Interbank market rates remain high
Interbank market rates rose steeply from November to December 2015. They reached a two-year peak at five per cent per annum, and remained high till the end of the year at rates that were the same as the borrowing cost of reverse repos via open market operations.

The main reason for the surge in interbank market rates was the high demand for short-term capital at the end of the year, illustrated by consecutive injections of money by the central bank, with substantial amounts added to the banking system and a high trading volume in the interbank market. Substantial credit growth and exchange rate fluctuations were leading reasons for a rise in demand for short-term loans, and due to huge purchases of government bonds the need for short-term capital to make bond-purchase payments also increased.
At the end of the year, the interbank market rates were quoted at: overnight (4.9 per cent), one week (5.0 per cent), two week (5.0 per cent), and one month (5.0 per cent).
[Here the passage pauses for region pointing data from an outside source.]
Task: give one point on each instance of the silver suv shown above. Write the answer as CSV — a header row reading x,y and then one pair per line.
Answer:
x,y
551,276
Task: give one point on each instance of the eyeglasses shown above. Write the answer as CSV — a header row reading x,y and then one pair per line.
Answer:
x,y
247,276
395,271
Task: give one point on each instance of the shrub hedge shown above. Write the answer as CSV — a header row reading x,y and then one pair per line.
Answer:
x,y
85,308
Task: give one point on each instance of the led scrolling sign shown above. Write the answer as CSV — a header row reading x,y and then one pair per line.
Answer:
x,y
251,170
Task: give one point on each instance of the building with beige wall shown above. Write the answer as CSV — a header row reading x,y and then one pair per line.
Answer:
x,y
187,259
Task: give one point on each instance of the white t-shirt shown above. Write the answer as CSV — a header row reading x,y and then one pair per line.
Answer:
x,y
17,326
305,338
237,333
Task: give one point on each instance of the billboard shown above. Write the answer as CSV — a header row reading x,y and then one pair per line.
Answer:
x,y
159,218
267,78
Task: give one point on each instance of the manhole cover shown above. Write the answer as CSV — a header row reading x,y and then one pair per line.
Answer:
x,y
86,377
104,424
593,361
During 2015, the interbank market rates fluctuated widely between 1.1 and 5.0 per cent, wider than the rates’ movements in 2014, which were between 1.0 and 4.0 per cent.
High demand for short-term loans at the end of the year was demonstrated by large trading volumes in the interbank market and huge money injections by the central bank into the banking system in the last quarter of the year. Total trading volume in the fourth quarter reached VND1,601 trillion ($71.9 billion), up 20 per cent from the previous quarter and up 14 per cent compared with the same period last year. Due to rising demand for short-term capital, the central bank continuously injected money via open market operations – in December alone, the net injection volume was VND114.8 trillion ($5.16 billion), the largest monthly injection in 2015.
One of the main reasons for the rise in demand for short-term loans at the year’s end was credit growth, which by the end of the year had reached 17.17 per cent, significantly higher than the 12.62 per cent credit growth of 2014. Meanwhile, total deposits outstanding in 2015 grew at only 13.6 per cent, with the differential between deposit and credit growth resulting in demand for short-term loans to fund credit activities.
In addition, in December 2015, concerns over a further devaluation of the dong were once again raised before the Fed’s meeting, combined with increasing pressures on the Vietnamese currency towards the end of the year because of high demand for foreign currency to pay for import contracts. The central bank therefore sold USD to support VND; commercial banks also needed short-term funds to purchase foreign currencies to meet market demand.
There was also high demand for short-term capital to make bond-purchase payments; despite disappointing bond issuance in the first three quarters, government bonds attracted the attention of commercial banks in December as they replaced bonds that had come due, and short-term bonds with less-than-five-year maturities were offered again in the primary market. In December, the total monthly bond issuance amount reached a four-year high of VND63.15 trillion ($2.82 billion).
In 2016, we expect interbank market rates will continue to be impacted by exchange rate fluctuations. Although the new exchange rate mechanism will reduce demand for dollar speculation, exchange rates are predicted to increase further in 2016. Therefore, demand for the dollar will remain high.
In addition, credit growth is expected to be stronger than in 2015, at 18 to 20 per cent. The bond market will have high bond yield levels, meaning higher returns for investors and greater attraction for commercial banks. Meanwhile, banks will continue to resolve bad debts, sell debt to VAMC, and make high provisions for bad debts, which will reduce the banks’ sources of capital for credit activities, and bond investment will tighten. As a result, demand for short-term capital to meet credit growth will increase, and lead interbank market rates to rise.